L’arrêté introduit plusieurs définitions clés pour encadrer l’évaluation du BEE. Il distingue notamment les indicateurs (paramètres mesurables ou modélisés pour évaluer un critère) et les paramètres (variables quantitatives ou qualitatives). Il précise également des règles d’intégration, comme la méthode One Out All Out (OOAO), selon laquelle un seul résultat défavorable suffit à conclure à la non-atteinte du bon état.
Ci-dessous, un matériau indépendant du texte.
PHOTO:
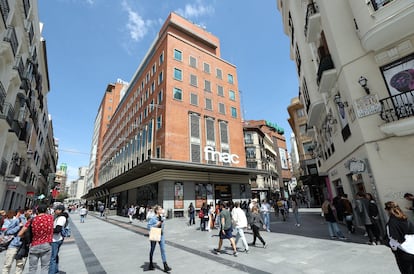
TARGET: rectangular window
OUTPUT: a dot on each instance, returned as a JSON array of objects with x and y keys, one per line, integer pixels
[
  {"x": 224, "y": 135},
  {"x": 232, "y": 95},
  {"x": 222, "y": 108},
  {"x": 194, "y": 99},
  {"x": 160, "y": 78},
  {"x": 159, "y": 122},
  {"x": 206, "y": 67},
  {"x": 207, "y": 85},
  {"x": 195, "y": 147},
  {"x": 233, "y": 112},
  {"x": 209, "y": 104},
  {"x": 178, "y": 55},
  {"x": 160, "y": 97},
  {"x": 178, "y": 75},
  {"x": 161, "y": 60},
  {"x": 220, "y": 90},
  {"x": 154, "y": 69},
  {"x": 193, "y": 80},
  {"x": 178, "y": 94},
  {"x": 193, "y": 62},
  {"x": 230, "y": 79},
  {"x": 219, "y": 74}
]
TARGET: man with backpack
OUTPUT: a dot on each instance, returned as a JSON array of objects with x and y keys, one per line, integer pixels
[{"x": 60, "y": 222}]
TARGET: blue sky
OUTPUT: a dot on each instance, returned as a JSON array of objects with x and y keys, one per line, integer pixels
[{"x": 91, "y": 43}]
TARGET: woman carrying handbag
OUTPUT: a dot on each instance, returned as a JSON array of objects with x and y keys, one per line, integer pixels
[
  {"x": 397, "y": 228},
  {"x": 157, "y": 221}
]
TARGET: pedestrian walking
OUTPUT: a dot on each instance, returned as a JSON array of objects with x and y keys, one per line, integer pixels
[
  {"x": 265, "y": 210},
  {"x": 348, "y": 213},
  {"x": 157, "y": 220},
  {"x": 131, "y": 212},
  {"x": 295, "y": 209},
  {"x": 256, "y": 223},
  {"x": 191, "y": 214},
  {"x": 240, "y": 223},
  {"x": 40, "y": 248},
  {"x": 374, "y": 216},
  {"x": 13, "y": 228},
  {"x": 334, "y": 231},
  {"x": 82, "y": 213},
  {"x": 397, "y": 227},
  {"x": 59, "y": 223},
  {"x": 226, "y": 229},
  {"x": 362, "y": 209}
]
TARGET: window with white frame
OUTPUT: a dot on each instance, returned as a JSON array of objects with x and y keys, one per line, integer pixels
[
  {"x": 177, "y": 94},
  {"x": 193, "y": 62},
  {"x": 209, "y": 104},
  {"x": 193, "y": 80},
  {"x": 194, "y": 99},
  {"x": 206, "y": 67},
  {"x": 207, "y": 85},
  {"x": 178, "y": 74},
  {"x": 222, "y": 108},
  {"x": 178, "y": 55},
  {"x": 219, "y": 74}
]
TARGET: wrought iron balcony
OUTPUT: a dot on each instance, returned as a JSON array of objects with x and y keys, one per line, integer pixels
[
  {"x": 5, "y": 10},
  {"x": 3, "y": 167},
  {"x": 312, "y": 22},
  {"x": 398, "y": 106},
  {"x": 11, "y": 37},
  {"x": 377, "y": 4},
  {"x": 7, "y": 113}
]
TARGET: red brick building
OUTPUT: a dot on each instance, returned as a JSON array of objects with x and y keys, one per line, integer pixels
[{"x": 177, "y": 134}]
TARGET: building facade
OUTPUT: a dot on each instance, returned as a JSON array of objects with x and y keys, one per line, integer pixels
[
  {"x": 310, "y": 181},
  {"x": 355, "y": 61},
  {"x": 176, "y": 136},
  {"x": 109, "y": 103},
  {"x": 28, "y": 149},
  {"x": 266, "y": 150}
]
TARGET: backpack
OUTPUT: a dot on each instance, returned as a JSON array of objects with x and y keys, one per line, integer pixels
[{"x": 66, "y": 231}]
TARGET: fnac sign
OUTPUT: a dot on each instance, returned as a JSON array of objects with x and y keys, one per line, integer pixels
[{"x": 224, "y": 157}]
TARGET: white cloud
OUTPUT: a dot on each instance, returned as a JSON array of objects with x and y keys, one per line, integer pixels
[
  {"x": 197, "y": 10},
  {"x": 136, "y": 25}
]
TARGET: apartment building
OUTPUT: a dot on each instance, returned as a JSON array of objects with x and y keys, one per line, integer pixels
[
  {"x": 354, "y": 63},
  {"x": 313, "y": 184},
  {"x": 266, "y": 150},
  {"x": 28, "y": 150},
  {"x": 112, "y": 97},
  {"x": 177, "y": 134}
]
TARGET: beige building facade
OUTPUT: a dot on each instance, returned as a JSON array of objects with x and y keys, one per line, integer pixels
[{"x": 355, "y": 64}]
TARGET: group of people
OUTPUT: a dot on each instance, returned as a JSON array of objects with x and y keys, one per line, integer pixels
[
  {"x": 394, "y": 235},
  {"x": 46, "y": 225}
]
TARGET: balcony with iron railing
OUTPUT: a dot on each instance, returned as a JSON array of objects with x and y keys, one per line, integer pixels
[
  {"x": 7, "y": 113},
  {"x": 398, "y": 113},
  {"x": 5, "y": 10},
  {"x": 3, "y": 167},
  {"x": 326, "y": 75},
  {"x": 11, "y": 38},
  {"x": 312, "y": 22},
  {"x": 384, "y": 22}
]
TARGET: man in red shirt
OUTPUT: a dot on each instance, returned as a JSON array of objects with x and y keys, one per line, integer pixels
[{"x": 40, "y": 248}]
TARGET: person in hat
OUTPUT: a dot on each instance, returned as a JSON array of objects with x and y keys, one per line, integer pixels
[{"x": 59, "y": 223}]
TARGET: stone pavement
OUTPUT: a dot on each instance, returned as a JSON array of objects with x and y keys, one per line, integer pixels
[{"x": 112, "y": 245}]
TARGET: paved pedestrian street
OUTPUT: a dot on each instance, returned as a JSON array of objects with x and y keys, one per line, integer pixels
[{"x": 112, "y": 245}]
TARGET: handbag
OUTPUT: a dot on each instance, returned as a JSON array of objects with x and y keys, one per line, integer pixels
[
  {"x": 5, "y": 241},
  {"x": 155, "y": 234},
  {"x": 408, "y": 244}
]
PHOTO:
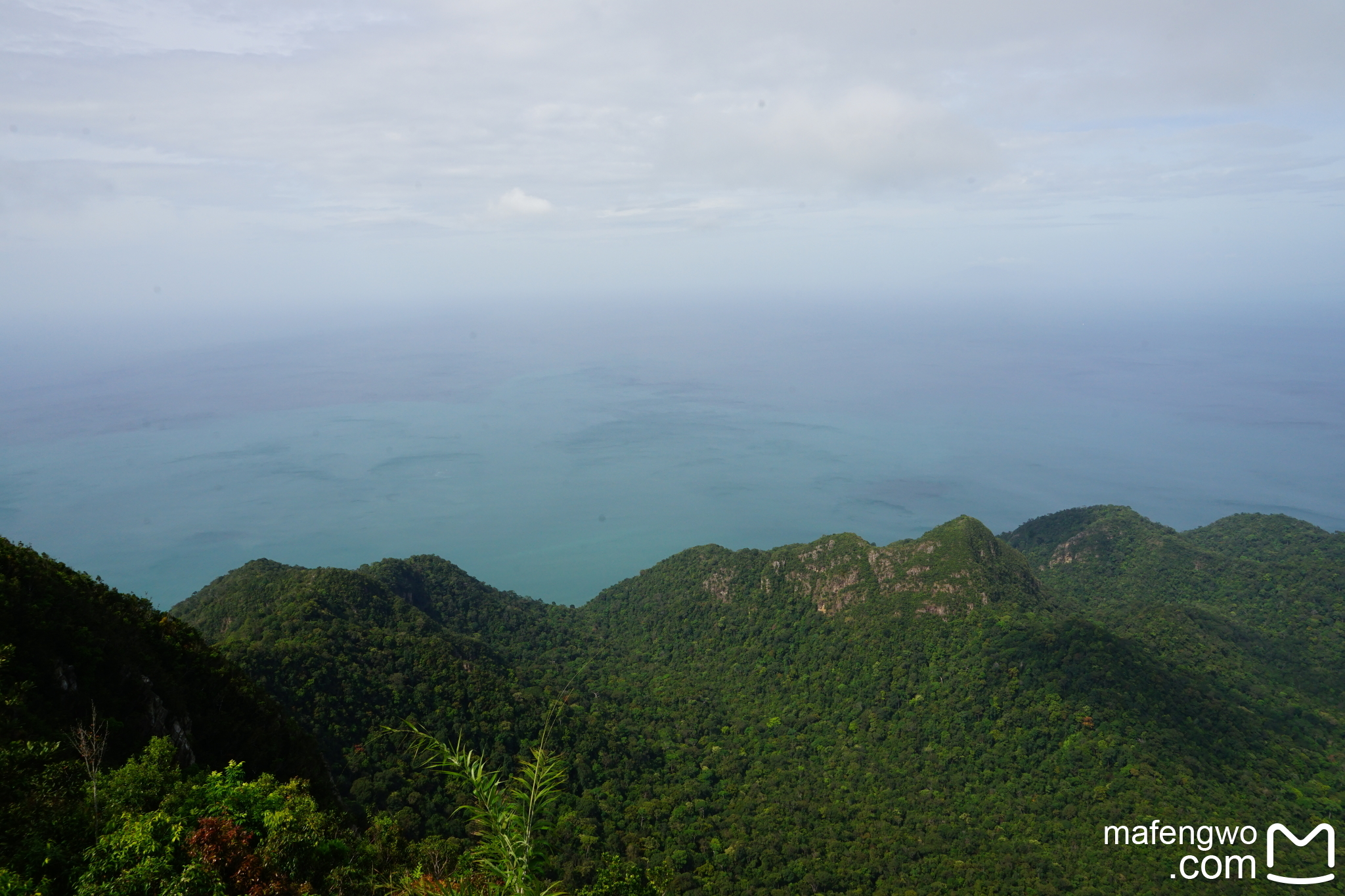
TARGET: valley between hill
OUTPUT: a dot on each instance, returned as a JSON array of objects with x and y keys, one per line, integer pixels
[{"x": 958, "y": 712}]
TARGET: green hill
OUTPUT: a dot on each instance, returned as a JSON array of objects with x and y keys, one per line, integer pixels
[
  {"x": 70, "y": 645},
  {"x": 947, "y": 714}
]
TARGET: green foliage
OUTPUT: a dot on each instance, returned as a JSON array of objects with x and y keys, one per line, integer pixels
[
  {"x": 210, "y": 833},
  {"x": 77, "y": 644},
  {"x": 618, "y": 876},
  {"x": 946, "y": 714},
  {"x": 508, "y": 817}
]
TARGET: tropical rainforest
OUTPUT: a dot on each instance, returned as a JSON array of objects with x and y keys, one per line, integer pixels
[{"x": 954, "y": 714}]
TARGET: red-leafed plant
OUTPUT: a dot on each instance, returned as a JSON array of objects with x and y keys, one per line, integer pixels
[{"x": 228, "y": 849}]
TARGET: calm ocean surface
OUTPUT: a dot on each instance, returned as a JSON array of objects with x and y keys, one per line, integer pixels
[{"x": 557, "y": 453}]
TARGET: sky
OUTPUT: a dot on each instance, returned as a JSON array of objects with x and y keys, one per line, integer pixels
[{"x": 611, "y": 249}]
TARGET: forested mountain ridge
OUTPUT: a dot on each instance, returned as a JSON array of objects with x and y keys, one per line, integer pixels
[
  {"x": 69, "y": 645},
  {"x": 826, "y": 717},
  {"x": 1258, "y": 599}
]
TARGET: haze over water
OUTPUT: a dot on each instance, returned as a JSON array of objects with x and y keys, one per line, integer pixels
[
  {"x": 558, "y": 288},
  {"x": 556, "y": 452}
]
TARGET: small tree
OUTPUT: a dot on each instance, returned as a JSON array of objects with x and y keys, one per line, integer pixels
[
  {"x": 89, "y": 743},
  {"x": 506, "y": 816}
]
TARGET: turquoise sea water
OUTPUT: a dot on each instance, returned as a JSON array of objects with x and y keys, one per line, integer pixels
[{"x": 560, "y": 456}]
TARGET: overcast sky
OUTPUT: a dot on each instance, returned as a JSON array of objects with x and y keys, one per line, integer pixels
[{"x": 162, "y": 158}]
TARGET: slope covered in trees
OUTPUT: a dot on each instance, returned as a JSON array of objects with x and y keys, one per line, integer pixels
[
  {"x": 69, "y": 647},
  {"x": 948, "y": 714}
]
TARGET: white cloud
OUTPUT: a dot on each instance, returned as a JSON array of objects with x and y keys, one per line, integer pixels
[
  {"x": 516, "y": 202},
  {"x": 866, "y": 137}
]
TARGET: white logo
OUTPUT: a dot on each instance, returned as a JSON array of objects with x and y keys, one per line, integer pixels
[{"x": 1331, "y": 852}]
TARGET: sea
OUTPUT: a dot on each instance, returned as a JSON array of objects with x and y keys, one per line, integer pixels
[{"x": 556, "y": 449}]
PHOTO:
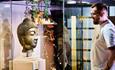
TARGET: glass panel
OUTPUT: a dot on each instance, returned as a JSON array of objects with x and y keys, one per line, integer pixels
[
  {"x": 86, "y": 9},
  {"x": 88, "y": 23},
  {"x": 5, "y": 35},
  {"x": 112, "y": 11}
]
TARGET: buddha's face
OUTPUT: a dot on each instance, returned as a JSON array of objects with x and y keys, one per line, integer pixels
[{"x": 31, "y": 38}]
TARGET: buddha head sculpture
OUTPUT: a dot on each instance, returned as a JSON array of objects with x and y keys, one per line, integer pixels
[{"x": 27, "y": 34}]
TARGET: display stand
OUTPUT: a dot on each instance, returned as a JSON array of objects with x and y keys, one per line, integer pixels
[{"x": 27, "y": 63}]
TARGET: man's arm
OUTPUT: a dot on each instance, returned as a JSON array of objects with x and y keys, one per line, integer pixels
[{"x": 111, "y": 59}]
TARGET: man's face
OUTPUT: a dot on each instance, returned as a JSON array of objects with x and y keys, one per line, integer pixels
[
  {"x": 31, "y": 38},
  {"x": 95, "y": 15}
]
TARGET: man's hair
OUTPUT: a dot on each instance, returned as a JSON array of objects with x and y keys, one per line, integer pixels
[
  {"x": 23, "y": 29},
  {"x": 100, "y": 6}
]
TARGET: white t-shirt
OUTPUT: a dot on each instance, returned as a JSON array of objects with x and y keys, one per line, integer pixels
[{"x": 99, "y": 52}]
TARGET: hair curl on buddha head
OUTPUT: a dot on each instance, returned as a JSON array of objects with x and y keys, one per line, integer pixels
[{"x": 23, "y": 29}]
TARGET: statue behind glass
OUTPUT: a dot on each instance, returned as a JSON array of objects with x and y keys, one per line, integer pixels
[{"x": 27, "y": 34}]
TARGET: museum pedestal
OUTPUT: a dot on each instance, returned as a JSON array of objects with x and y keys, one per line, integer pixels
[{"x": 27, "y": 64}]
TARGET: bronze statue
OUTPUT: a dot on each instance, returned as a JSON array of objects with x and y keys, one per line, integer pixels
[{"x": 27, "y": 34}]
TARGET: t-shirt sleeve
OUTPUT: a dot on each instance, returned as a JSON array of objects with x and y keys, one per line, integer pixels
[{"x": 109, "y": 36}]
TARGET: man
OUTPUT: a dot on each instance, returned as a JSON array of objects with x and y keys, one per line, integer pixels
[
  {"x": 103, "y": 51},
  {"x": 27, "y": 33}
]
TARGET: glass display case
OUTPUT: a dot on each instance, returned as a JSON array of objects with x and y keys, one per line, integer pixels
[{"x": 46, "y": 43}]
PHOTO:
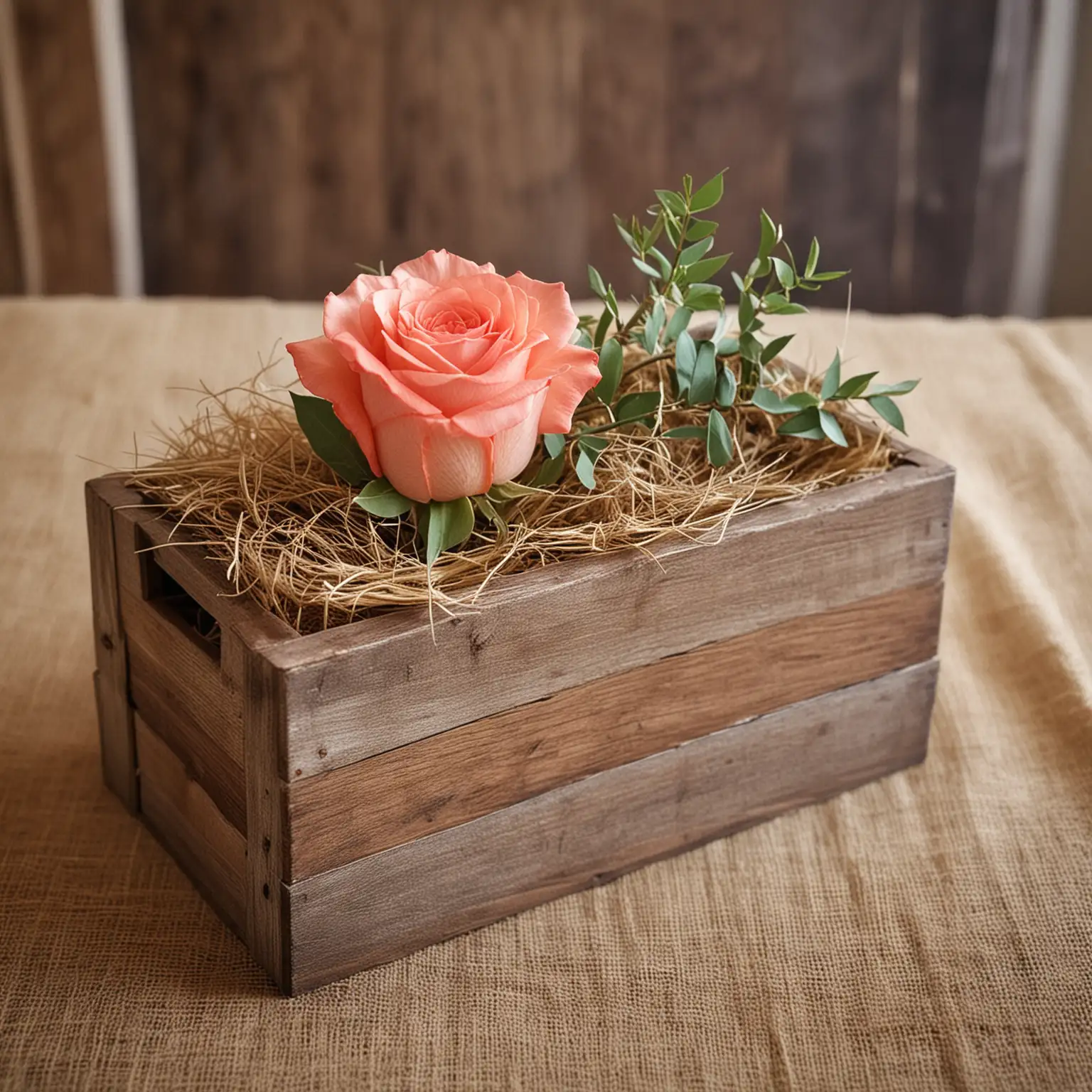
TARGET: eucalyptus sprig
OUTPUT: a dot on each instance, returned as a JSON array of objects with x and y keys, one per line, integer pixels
[{"x": 715, "y": 374}]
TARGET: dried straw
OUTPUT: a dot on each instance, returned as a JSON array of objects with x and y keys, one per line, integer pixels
[{"x": 242, "y": 480}]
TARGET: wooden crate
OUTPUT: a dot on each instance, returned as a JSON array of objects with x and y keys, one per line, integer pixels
[{"x": 346, "y": 798}]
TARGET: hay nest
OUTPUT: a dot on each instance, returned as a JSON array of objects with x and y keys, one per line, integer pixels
[{"x": 244, "y": 482}]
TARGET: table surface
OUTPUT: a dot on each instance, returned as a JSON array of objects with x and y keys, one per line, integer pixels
[{"x": 931, "y": 931}]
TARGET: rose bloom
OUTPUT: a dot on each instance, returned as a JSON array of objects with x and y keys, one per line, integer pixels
[{"x": 446, "y": 373}]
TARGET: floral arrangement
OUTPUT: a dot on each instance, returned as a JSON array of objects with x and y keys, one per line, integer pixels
[{"x": 432, "y": 385}]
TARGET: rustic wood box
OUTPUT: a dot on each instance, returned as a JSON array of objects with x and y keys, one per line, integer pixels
[{"x": 346, "y": 798}]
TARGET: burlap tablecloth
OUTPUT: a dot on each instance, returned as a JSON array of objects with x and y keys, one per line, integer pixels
[{"x": 933, "y": 931}]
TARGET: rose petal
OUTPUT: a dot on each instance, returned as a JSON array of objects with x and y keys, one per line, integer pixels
[
  {"x": 437, "y": 266},
  {"x": 574, "y": 372},
  {"x": 326, "y": 374}
]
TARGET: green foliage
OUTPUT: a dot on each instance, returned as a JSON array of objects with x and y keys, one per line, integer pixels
[{"x": 330, "y": 439}]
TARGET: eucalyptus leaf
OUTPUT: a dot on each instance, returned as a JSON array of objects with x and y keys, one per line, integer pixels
[
  {"x": 829, "y": 424},
  {"x": 703, "y": 382},
  {"x": 833, "y": 378},
  {"x": 555, "y": 444},
  {"x": 450, "y": 522},
  {"x": 550, "y": 472},
  {"x": 611, "y": 360},
  {"x": 330, "y": 439},
  {"x": 678, "y": 323},
  {"x": 709, "y": 195},
  {"x": 380, "y": 498},
  {"x": 894, "y": 389},
  {"x": 719, "y": 446},
  {"x": 888, "y": 411},
  {"x": 725, "y": 388},
  {"x": 686, "y": 358}
]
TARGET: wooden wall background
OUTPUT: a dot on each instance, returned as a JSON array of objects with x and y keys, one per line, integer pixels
[{"x": 277, "y": 142}]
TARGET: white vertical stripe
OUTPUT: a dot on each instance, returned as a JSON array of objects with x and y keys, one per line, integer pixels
[
  {"x": 18, "y": 154},
  {"x": 114, "y": 92},
  {"x": 1049, "y": 129}
]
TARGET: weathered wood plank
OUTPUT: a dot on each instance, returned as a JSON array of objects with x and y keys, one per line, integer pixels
[
  {"x": 847, "y": 60},
  {"x": 372, "y": 686},
  {"x": 183, "y": 817},
  {"x": 385, "y": 906},
  {"x": 263, "y": 729},
  {"x": 470, "y": 771},
  {"x": 60, "y": 91},
  {"x": 112, "y": 675}
]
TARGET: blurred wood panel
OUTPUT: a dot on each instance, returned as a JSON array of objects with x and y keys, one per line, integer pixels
[
  {"x": 279, "y": 143},
  {"x": 60, "y": 91},
  {"x": 845, "y": 132}
]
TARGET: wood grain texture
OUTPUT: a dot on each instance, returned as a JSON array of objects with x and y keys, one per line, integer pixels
[
  {"x": 183, "y": 817},
  {"x": 395, "y": 902},
  {"x": 372, "y": 686},
  {"x": 263, "y": 729},
  {"x": 112, "y": 673},
  {"x": 458, "y": 776},
  {"x": 60, "y": 89},
  {"x": 847, "y": 65}
]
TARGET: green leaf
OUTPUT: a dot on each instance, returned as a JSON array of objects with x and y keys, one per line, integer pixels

D’autres concepts, tels que les règles d’agrégation et d’intégration, sont également définis pour permettre une évaluation à différentes échelles spatiales et temporelles.
Le texte abroge et remplace l’arrêté du 19 septembre 2019 relatif au même sujet, intégrant les méthodes normalisées issues de la décision européenne 2017/848/UE. Il s’applique aux acteurs publics et privés chargés de la mise en œuvre des programmes de surveillance et d’évaluation, notamment les préfets maritimes, les établissements publics et les bureaux d’études. Un guide méthodologique accompagnant cet arrêté est disponible en ligne pour faciliter son application.
L’arrêté s’inscrit dans le cadre de plusieurs textes européens et nationaux, notamment la directive-cadre Stratégie pour le milieu marin, ainsi que des conventions internationales comme la convention OSPAR et la convention de Barcelone. Il vise à harmoniser les méthodes d’évaluation du BEE avec les exigences réglementaires en vigueur, tout en prenant en compte les avis des instances consultatives et les retours du public.